Figure 6. Maturation of Human NSC-Derived Neurons Based on the Elaboration of Axons, Synapses, and Innervation by Host Neurons

(A) This photograph was taken through the ventral horn of a HNu/70 kDa neurofilament protein stained section 3 mo postgrafting and shows bundles of human 70 kDa neurofilament protein (+) axons (indicated with white arrows) originating in HNu (+) grafts (one indicated with an asterisk on top right) and coursing together (red arrows on bottom left) toward the ventral white matter. (B) This photograph shows an NSC graft in the ventral horn of a human Syn-stained section three months postgrafting. The sharp colocalization of Syn (+) puncta with the graft region (boundaries demarcated with arrows) is due to the selectivity of the antibody for human, but not rat, Syn protein. (C and D) These images (C, epifluorescence; D, confocal) were taken from triple-stained sections with HNu (red), TUJ1 (blue), and the presynaptic marker Bsn (green). The Bsn antibody used here recognizes rat and mouse, but not human, protein. (C) depicts a dense field of rat Bsn (+) terminals in proximity to HNu and TUJ1 (+) profiles. Examples of contacts between rat terminals and NSC-derived neurons are shown with arrowheads in the inset, which is a magnification of the profile at the center of the main image. The very large number of such terminals on NSC-derived cell bodies is best illustrated with confocal microscopy (D). (E and F) These photographs (E, epifluorescence; F, confocal) were taken from sections stained with HNu (red), TUJ1 (blue), and mixed VGLUT1/VGLUT2 antibodies (green) and show the innervation of HNu and TUJ1 (+) cells by glutamatergic terminals putatively originating in the host. Scale bars: (A) 80 μm; (B) 20 μm; (C–F) 10 μm.

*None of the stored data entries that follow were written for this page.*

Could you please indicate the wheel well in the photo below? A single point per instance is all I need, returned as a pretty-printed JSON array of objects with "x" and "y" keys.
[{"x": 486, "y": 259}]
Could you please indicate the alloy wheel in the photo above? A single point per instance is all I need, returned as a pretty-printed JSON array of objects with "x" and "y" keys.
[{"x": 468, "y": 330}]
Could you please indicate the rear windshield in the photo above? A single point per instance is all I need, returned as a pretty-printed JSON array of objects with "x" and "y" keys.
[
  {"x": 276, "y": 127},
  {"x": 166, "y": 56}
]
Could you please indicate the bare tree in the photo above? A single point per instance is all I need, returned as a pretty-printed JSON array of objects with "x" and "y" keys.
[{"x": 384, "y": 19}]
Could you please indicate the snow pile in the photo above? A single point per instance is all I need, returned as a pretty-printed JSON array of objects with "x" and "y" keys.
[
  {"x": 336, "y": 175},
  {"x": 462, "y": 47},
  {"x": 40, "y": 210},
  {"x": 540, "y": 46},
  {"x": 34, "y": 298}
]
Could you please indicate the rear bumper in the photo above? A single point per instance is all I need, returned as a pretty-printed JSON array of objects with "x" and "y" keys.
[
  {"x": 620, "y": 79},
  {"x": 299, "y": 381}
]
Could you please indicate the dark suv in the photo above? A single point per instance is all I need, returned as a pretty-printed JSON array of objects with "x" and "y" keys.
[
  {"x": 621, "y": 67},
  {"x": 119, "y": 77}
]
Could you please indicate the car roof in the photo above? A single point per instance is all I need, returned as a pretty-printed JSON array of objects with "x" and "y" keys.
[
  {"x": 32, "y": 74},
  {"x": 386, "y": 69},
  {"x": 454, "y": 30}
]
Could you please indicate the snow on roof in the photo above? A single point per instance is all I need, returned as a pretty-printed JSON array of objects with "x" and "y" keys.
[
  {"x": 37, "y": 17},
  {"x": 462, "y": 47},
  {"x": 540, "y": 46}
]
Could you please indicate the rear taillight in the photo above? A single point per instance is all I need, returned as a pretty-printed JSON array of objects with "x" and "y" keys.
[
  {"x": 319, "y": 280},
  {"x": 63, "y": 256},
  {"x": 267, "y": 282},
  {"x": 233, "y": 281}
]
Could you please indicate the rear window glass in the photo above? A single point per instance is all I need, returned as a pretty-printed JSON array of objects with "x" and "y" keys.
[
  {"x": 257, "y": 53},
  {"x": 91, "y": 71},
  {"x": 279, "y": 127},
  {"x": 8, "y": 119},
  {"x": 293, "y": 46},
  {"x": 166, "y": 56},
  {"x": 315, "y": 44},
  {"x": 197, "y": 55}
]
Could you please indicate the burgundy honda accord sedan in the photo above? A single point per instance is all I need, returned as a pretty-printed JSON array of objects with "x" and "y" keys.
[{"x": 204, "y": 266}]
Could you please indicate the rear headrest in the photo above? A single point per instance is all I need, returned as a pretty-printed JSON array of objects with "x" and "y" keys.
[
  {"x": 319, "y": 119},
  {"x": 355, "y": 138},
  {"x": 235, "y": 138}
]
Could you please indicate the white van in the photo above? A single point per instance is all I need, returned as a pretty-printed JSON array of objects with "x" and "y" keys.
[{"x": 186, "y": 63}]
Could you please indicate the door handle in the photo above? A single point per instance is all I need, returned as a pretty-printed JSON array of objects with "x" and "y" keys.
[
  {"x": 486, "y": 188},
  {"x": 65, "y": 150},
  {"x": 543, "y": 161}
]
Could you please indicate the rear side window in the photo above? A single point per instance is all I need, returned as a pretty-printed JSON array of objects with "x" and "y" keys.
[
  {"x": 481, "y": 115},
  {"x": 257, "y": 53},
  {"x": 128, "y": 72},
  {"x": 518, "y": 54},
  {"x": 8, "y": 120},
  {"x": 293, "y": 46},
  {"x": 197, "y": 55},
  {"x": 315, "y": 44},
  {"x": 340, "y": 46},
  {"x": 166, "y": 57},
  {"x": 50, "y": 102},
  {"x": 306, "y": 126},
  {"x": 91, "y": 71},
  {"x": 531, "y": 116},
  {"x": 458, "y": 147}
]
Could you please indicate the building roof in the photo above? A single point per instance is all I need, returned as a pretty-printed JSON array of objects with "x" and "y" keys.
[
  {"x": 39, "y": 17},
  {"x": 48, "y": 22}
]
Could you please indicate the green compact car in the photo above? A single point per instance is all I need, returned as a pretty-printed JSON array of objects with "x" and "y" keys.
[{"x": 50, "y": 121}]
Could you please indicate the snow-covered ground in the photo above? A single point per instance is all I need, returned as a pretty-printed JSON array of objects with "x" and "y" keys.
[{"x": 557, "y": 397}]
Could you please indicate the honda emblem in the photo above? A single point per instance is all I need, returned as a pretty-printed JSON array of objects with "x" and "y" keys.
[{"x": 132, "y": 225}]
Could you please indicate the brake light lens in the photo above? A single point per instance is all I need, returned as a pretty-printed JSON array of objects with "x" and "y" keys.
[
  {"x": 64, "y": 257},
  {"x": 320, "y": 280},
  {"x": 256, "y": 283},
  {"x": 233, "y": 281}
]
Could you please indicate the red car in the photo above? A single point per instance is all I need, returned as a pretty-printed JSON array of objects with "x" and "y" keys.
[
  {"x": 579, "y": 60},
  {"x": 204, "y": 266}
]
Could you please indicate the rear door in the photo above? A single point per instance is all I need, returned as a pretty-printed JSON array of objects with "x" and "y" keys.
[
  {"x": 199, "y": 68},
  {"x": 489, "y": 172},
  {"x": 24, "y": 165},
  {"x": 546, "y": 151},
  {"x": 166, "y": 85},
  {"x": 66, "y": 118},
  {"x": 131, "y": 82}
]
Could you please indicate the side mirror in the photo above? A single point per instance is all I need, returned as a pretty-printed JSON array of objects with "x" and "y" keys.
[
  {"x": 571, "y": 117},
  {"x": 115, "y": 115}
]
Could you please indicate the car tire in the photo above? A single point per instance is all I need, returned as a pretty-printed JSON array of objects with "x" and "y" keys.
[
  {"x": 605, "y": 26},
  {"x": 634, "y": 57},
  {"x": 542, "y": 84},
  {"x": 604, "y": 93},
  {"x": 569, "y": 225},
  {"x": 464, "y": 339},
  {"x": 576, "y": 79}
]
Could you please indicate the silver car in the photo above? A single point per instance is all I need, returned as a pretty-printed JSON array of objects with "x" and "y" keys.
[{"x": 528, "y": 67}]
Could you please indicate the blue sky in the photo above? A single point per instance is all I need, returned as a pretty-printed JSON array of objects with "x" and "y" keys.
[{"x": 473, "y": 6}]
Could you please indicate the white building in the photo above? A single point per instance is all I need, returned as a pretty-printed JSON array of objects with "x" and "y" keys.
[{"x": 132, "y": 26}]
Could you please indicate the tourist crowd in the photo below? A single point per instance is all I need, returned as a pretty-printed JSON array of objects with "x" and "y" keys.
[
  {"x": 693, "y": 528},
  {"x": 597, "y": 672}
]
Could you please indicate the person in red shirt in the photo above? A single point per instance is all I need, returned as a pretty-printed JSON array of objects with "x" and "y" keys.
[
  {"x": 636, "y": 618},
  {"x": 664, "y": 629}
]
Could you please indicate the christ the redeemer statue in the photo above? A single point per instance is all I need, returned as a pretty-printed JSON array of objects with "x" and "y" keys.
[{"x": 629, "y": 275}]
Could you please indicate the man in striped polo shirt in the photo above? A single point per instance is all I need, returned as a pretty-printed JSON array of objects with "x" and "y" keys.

Figure 7. Innervation of Host Motor Neurons by Graft-Derived Nerve Cells as Shown on Sections Stained with Human Syn (Red) and TUJ1 (Green) and Studied with Epifluorescence or Confocal Microscopy

Host motor neurons are depicted as large TUJ1 (+) cell bodies, and NSC-derived terminals are labeled with human Syn antibodies. (A) This epifluorescence image shows the site of the original graft (arrow in lower left) and two synaptic fields with host motor neuron pools marked as (1) and (2), with respectively higher and lower density of synaptic appositions. The low-density field (2) is further enlarged in the inset. (B) This confocal image shows, in great detail, a large number of somatic and dendritic terminals from graft-derived nerve cells on a host motor neuron. Scale bars: (A) 200 μm; (B) 20 μm.